Workplace gender equality, women's abduction top issues for NPC deputies
The abduction of women and workplace gender equality are among hot-button women's issues discussed during the Fifth Session of the 13th National People's Congress.
Jiang Shengnan, a NPC deputy, a screenwriter and researcher at Wenzhou University, suggested heavier penalties for both the "buyer" and "seller" of abducted women as punishing buyers alone is an insufficient deterrent.
As for women who have been "bought" and then married, Jiang said marital relations should be dissolved automatically and any offspring should no longer be responsible for supporting the father.
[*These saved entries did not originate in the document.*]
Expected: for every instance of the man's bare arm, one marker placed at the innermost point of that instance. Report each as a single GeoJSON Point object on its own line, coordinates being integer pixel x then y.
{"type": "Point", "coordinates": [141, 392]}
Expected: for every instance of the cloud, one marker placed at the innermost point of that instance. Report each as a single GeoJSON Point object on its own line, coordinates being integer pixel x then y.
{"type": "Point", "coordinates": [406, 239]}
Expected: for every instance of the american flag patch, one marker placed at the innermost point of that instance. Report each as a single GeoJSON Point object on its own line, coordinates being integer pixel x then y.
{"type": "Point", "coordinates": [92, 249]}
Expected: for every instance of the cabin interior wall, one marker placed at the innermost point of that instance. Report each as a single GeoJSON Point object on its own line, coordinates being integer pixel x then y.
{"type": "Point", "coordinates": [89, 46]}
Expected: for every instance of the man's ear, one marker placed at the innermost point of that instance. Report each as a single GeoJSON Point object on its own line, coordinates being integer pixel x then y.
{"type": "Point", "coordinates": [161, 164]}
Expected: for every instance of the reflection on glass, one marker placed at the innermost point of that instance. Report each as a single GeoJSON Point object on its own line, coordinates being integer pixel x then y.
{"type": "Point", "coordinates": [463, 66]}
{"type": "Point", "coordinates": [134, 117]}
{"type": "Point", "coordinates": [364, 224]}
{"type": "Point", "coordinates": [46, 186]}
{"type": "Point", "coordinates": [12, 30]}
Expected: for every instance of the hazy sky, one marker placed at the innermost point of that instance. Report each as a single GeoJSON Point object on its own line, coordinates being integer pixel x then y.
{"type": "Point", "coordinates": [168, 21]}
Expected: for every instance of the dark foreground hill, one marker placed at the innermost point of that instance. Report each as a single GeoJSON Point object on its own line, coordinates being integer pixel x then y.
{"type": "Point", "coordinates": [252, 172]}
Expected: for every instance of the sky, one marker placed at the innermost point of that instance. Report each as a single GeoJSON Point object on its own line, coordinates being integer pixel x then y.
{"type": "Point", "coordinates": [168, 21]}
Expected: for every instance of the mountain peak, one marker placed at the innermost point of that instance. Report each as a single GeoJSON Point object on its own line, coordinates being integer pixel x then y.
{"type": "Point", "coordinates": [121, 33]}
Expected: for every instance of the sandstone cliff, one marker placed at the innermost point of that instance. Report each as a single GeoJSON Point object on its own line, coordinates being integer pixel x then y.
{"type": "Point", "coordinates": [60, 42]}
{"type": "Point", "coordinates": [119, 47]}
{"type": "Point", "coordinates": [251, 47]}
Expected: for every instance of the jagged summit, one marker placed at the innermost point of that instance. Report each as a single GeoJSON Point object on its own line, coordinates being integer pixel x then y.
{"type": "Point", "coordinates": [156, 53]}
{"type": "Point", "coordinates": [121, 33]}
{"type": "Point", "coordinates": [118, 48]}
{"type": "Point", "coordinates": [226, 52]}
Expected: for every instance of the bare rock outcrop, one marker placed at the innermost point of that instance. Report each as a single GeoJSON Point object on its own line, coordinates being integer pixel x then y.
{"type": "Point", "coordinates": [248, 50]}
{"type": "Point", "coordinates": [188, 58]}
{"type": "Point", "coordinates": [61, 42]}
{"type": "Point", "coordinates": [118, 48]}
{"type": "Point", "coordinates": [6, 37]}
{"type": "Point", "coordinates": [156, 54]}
According to China's criminal law, the "buyer" faces up to three years' imprisonment, which is relatively light in Jiang's opinion.
She also thinks that after being rescued, abducted women, should reside far away from where they were sold.
Another NPC deputy Pan Yue, professor at Xiamen University's School of Economics, also made suggestions on this issue.
She called for legal provisions to ensure that government officials, village cadres or medical staff alert the police as soon as they learn of such cases and be held legally responsible for failure to do so.
"As most trafficked women are victims of violence and threats, they are not in a position to save themselves," Pan told People's Daily in an interview.
China's Supreme People's Court, in its work report submitted to the ongoing session of the NPC for deliberation on Tuesday, pledged severe punishment for crimes related to women and children.
According to the report, people who buy abducted women or children, refuse to rescue victims or prevent others from doing so will be severely punished, possibly even given death sentences.
Another proposal made by Jiang "requiring men to take parental leave for 30 to 42 days" has triggered heated discussions on Weibo.
Although she acknowledges that relevant support measures of the three-child policy extend both maternity and paternity leave, which are 158 days and 15 days in major domestic cities, respectively.
The current measures primarily focus on giving women more time off, which can adversely affect their employment.
Based on the 42-day postnatal period for women, Jiang's suggestion aims to increase men's engagement in raising children and spending more time with their families.